Derartige Einrichtungen ermöglichen auch Kindern aus sozial schwächeren Familien, ihre kleinen Füße reizvolle Bekanntschaft mit salzigem Meerwasser oder saftigen Bergwiesen machen zu lassen. Doch gerade diese Ferienstätten gehören zu den großen Verlierern der Corona-Krise. Immerhin gibt es mit der Überlegung des Bundes, einen finanziellen Rettungsschirm für Schulland- und Ferienheime aufzuspannen, nun wenigstens einen leichten Hoffnungsstreif an ihrem Horizont.

Damit das traditionsreiche Berlin-Wilmersdorfer Nordseeheim auf Amrum in fünf Jahren zuversichtlich seinen 100. Geburtstag feiern kann, bedarf diese gemeinnützige Ferienstätte dringender finanzieller Hilfe von außen, wie der Vorsitzende des Trägervereins Michael Nestoroff nicht ohne Sorge um das liebevoll geführte Haus erklärt. Zwar erhielt das Haus aus der Soforthilfe für Kleinunternehmer 14.000 Euro. „Ein Tropfen auf den heißen Stein und mit den Betriebskosten für nur einen Monat bereits aufgebraucht“, sagt Nestoroff. Er wünscht sich, um planen zu können, keine Kredite, die das Problem nur nach hinten schieben, sondern vielmehr solide Zuschüsse, um die regelmäßigen Kosten des Hauses in diesen Tagen decken und die neun Beschäftigten vom Koch bis zum Hausmeister vor der Kündigung bewahren zu können. „In diesem Jahr fehlen etwa 350.000 Euro, das sind mehr als 80 Prozent des Umsatzes“, erklärt Nestoroff. – Ausfall, der nicht mehr wettgemacht werden kann, auch wenn Schulreisen im zweiten Halbjahr wieder zugelassen sind. Das Berlin-Wilmersdorfer Nordseeheim darf, um seine Gemeinnützigkeit nicht zu verlieren, keine Rücklagen bilden und nicht gewerblich tätig werden. Zwar konnten einige wenige Zimmer an Saisonarbeiter vermietet werden, mehr erlaubte die Gemeinnützigkeit des Heimes jedoch nicht. So liegt es nun – auch wenn die Nordsee so greifbar nah ist – Corona-bedingt auf dem Trockenen und hofft auf baldige Buchungen durch Schulen und karikativen Organisationen, welche wieder Leben in die verlassenen Räume und Geld in die Kasse bringen.

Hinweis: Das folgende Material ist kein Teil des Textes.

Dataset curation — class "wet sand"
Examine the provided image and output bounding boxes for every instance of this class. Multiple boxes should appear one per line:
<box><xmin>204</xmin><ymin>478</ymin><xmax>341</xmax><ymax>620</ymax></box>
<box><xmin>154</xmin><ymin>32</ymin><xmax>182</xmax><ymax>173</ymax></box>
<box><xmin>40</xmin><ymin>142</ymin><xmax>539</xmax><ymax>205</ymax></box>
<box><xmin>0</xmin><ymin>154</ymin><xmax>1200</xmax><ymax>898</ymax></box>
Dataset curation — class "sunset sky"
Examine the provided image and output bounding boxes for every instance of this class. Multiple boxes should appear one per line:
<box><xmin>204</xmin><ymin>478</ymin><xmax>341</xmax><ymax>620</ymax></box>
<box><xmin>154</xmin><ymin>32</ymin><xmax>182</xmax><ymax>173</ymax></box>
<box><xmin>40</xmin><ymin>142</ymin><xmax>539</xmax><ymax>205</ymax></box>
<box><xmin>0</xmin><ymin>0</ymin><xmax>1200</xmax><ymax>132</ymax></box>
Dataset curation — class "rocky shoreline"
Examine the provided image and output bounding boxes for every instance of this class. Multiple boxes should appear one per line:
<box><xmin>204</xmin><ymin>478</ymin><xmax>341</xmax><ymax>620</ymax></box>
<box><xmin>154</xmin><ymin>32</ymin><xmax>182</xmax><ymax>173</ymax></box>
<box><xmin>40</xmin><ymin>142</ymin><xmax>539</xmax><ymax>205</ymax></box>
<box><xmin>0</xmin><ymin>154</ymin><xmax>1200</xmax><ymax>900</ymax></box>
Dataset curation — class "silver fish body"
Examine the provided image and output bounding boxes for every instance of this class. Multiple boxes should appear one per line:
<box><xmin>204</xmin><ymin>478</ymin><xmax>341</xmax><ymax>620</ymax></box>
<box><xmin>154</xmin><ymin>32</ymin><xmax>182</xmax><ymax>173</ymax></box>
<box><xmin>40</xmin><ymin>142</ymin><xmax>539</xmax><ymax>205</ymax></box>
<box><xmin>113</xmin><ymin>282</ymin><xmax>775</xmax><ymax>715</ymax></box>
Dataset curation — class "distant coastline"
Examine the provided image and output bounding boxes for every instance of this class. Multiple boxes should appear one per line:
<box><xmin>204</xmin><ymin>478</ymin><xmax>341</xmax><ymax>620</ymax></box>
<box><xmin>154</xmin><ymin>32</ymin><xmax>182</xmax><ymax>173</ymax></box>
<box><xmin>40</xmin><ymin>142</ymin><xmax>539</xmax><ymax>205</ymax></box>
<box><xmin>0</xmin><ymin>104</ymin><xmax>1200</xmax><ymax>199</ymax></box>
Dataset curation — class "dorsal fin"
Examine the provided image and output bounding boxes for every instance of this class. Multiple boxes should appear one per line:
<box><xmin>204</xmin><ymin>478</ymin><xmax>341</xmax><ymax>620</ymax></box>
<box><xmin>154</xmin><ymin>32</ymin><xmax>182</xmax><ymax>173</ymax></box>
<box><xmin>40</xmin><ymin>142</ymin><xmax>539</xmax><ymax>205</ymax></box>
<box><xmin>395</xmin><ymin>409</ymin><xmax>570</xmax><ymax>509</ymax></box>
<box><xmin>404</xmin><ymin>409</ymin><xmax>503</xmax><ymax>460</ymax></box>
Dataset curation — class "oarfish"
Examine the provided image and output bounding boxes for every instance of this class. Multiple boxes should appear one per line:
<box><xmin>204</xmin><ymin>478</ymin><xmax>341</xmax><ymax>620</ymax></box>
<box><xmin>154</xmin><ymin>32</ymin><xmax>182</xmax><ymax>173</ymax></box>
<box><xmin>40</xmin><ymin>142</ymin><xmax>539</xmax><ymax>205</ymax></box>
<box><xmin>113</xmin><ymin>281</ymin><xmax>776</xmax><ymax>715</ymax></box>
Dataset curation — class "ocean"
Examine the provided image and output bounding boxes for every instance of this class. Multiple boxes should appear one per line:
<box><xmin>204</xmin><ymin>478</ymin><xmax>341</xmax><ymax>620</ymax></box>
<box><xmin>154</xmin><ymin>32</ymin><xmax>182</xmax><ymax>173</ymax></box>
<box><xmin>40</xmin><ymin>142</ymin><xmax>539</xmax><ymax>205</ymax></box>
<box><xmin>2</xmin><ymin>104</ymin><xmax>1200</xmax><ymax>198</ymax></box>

Südseite Meerblick – auch für Einkommensschwache

Seit dem 1. April 1925 befindet sich das Berlin-Wilmersdorfer Nordseeheim in Besitz des Verein für Erholungs- und Ferienstätten, der am 4. Februar 1920 von namhaften Wilmersdorfer Bürgern wie dem damaligen Oberbürgermeister Ernst Habermann und dem Stadtverordneten Friedrich Spanier gegründet worden war, und in diesem Jahr sein 100-jähriges Bestehen feiern konnte.

Der Verein wurde zur eingetragenen Genossenschaft, deren gemeinnützige Aufgabe bis heute ist, für erholungsbedürftige Kinder einkommensschwacher Familien einen Kur- und Erholungsaufenthalt in belebender Nordseeluft zu ermöglichen.

Zu diesem Zweck hatte der frischgebackene Verein einst das ehemalige Hotel „Kaiserhof“ in Wittdün auf Amrum erworben und, zum Kindererholungsheim „Berlin-Wilmersdorfer Nordseeheim“ umgebaut, am 1. April 1925 feierlich eröffnet. Bis Kriegsbeginn fanden jährliche Sommerkuren im Haus statt, an denen pro Kur rund 130 Kinder teilnahmen.

Unter den Nationalsozialisten diente das Nordseeheim als Lazarett. Nach Kriegsende wurde es von der britischen Militärregierung besetzt, die Flüchtlinge in den einstigen Kurräumen unterbrachte.

Erst ab 1950 stand das Nordseeheim der Genossenschaft wieder für ihre sozialen Aufgaben zur Verfügung. Mit viel Energie des Vereins konnte an die Kindererholungs-Ära vor dem Krieg wieder angeknüpft werden: Unter pädagogischer und ärztlicher Betreuung und vom Land Berlin bzw. dem Hilfswerk Berlin finanziert, wurden vier- bis sechswöchige Erholungsaufenthalte angeboten.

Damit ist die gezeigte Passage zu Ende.